El aire resultaba seco y cálido. El sol estaba alto. Martin Beck se asomó por la ventana, dejando que su mirada vagase de norte a sur, mientras consideraba algunos datos extraídos de los folletos que había leído en el avión.
«Budapest es la capital de la República Popular de Hungría. Se considera que fue fundada en 1873, cuando las tres ciudades de Buda, Pest y Obuda se unieron en una sola; pero las excavaciones han descubierto la existencia de asentimientos de varios miles de años de antigüedad, y Aquincum, la capital de la provincia romana de Panonia, estuvo situada en este lugar. Hoy la ciudad tiene casi dos millones de habitantes y está dividida en veintitrés distritos.»
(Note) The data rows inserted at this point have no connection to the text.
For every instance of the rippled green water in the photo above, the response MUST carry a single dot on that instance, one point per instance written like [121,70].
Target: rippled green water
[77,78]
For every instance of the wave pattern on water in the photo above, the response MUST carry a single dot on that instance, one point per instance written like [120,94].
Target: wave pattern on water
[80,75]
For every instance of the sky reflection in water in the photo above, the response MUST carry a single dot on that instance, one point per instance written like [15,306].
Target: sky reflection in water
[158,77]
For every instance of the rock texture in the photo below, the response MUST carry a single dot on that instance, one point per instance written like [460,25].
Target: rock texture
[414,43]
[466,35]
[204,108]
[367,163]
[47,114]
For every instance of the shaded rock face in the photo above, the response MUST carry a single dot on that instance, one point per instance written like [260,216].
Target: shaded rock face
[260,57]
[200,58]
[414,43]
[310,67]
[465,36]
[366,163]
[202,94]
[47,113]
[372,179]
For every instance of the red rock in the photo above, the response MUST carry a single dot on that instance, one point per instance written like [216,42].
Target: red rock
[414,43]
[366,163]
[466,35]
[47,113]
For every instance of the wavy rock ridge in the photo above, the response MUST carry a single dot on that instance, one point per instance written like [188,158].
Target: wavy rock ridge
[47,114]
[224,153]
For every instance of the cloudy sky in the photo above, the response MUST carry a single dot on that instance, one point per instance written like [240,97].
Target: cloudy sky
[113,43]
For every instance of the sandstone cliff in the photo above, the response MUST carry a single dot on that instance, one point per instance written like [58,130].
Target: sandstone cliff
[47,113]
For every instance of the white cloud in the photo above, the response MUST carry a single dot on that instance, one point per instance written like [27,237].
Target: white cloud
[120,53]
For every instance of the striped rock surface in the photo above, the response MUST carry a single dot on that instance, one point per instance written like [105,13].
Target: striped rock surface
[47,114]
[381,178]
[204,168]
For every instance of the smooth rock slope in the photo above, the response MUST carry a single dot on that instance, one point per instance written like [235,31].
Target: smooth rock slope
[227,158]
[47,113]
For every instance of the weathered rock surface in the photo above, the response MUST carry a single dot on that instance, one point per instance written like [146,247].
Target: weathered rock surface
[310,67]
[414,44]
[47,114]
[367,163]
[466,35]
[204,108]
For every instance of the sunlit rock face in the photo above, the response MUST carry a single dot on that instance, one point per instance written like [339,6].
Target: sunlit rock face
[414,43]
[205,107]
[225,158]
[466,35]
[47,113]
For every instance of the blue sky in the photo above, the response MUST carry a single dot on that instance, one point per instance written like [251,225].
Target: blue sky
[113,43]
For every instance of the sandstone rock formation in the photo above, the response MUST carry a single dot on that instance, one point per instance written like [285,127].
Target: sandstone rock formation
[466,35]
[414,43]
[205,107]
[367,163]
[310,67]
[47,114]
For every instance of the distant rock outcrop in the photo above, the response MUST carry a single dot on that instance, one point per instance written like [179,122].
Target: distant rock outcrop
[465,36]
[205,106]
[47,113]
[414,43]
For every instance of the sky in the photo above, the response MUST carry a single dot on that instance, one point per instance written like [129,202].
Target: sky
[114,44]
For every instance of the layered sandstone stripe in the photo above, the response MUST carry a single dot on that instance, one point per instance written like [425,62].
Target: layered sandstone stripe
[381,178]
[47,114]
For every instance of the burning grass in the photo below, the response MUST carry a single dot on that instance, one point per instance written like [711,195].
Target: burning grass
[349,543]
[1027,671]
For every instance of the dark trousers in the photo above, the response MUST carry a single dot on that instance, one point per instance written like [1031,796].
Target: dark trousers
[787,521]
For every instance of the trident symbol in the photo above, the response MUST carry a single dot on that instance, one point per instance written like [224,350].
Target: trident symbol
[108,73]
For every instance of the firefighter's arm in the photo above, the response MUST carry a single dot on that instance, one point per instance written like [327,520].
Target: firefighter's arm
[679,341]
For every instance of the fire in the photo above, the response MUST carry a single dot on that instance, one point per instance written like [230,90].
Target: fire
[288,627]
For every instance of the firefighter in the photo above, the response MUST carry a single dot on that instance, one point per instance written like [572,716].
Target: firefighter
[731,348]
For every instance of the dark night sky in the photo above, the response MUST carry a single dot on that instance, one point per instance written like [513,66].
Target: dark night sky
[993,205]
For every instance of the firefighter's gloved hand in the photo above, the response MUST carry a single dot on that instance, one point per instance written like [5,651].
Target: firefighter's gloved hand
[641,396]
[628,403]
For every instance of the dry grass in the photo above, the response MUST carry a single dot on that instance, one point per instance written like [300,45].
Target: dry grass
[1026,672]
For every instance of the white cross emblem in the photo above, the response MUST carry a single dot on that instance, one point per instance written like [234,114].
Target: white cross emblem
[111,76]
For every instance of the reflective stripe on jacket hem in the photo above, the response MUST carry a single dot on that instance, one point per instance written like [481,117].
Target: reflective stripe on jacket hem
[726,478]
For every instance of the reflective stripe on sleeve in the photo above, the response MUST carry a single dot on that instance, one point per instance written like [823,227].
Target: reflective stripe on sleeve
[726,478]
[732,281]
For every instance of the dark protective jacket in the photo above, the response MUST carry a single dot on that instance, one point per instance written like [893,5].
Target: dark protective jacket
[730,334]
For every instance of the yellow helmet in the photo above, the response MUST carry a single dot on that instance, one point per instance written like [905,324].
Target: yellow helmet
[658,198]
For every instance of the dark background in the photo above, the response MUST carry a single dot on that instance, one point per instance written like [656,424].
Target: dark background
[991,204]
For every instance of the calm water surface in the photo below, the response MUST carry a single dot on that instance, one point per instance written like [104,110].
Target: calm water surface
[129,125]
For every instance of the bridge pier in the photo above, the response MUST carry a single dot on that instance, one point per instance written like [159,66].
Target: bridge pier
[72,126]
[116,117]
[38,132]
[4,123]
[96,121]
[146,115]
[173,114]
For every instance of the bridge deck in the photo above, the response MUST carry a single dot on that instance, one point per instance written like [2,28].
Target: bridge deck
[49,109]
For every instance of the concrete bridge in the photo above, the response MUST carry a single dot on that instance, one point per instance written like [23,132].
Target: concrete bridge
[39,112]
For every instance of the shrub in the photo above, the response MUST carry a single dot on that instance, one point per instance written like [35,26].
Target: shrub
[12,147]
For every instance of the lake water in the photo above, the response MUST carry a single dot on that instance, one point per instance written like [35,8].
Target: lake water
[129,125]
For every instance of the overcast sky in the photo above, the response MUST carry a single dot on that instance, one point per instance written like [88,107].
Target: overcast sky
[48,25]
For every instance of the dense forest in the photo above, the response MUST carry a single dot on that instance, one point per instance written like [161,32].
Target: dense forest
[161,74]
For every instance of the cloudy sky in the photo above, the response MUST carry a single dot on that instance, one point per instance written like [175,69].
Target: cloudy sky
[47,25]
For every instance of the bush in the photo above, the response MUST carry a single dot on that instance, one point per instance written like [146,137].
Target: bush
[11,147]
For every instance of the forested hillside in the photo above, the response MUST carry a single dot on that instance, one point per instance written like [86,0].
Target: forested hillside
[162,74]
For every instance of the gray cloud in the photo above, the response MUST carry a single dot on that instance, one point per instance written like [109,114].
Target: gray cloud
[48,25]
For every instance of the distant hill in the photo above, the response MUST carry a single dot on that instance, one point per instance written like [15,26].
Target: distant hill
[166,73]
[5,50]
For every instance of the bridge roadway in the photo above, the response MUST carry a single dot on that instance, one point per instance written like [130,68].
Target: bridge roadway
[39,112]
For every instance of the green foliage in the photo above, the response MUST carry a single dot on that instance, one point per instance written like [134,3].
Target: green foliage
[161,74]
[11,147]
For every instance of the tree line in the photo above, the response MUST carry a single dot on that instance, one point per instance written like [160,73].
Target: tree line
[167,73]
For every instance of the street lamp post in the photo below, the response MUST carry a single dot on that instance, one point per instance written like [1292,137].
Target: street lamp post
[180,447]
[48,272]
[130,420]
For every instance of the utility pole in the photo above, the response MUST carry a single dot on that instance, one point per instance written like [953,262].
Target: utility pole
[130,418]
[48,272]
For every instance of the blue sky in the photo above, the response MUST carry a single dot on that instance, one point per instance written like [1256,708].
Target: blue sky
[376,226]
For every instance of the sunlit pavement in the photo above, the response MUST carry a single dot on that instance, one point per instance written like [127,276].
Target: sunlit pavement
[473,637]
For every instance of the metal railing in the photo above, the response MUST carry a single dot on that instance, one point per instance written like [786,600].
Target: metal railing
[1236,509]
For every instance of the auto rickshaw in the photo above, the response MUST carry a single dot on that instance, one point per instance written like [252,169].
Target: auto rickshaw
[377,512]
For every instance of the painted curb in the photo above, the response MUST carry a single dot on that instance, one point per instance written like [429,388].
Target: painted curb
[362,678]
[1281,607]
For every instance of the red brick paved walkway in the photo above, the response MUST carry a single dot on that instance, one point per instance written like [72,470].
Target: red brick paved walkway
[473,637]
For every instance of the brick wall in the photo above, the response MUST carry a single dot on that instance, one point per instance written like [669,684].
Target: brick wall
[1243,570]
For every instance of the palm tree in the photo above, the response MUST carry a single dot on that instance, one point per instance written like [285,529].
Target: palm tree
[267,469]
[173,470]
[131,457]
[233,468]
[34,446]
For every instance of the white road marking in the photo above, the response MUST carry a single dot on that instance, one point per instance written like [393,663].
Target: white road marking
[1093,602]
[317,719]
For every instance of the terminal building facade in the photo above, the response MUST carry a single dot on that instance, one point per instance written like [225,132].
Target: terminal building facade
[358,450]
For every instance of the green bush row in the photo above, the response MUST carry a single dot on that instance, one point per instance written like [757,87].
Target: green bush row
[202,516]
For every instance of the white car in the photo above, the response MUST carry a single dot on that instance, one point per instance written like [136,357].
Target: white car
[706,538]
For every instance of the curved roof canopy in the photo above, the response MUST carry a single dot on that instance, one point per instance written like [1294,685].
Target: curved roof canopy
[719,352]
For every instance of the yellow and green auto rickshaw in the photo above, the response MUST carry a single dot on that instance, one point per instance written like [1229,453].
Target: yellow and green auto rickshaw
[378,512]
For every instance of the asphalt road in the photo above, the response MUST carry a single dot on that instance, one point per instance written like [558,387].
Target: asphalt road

Indudablemente, una ciudad muy grande. Le vino a la cabeza la frase célebre del legendario Gustaf Lidberg, cuando desembarcó en Nueva York en 1890, a la caza de Skog, el falsificador de moneda: «En este hormiguero está el señor ¿Quién?, dirección: ¿Dónde?».
Es cierto que, incluso entonces, Nueva York era más grande pero, por otra parte, el detective jefe Lidberg tenía un ilimitado tiempo a su disposición. Y él disponía sólo de una semana.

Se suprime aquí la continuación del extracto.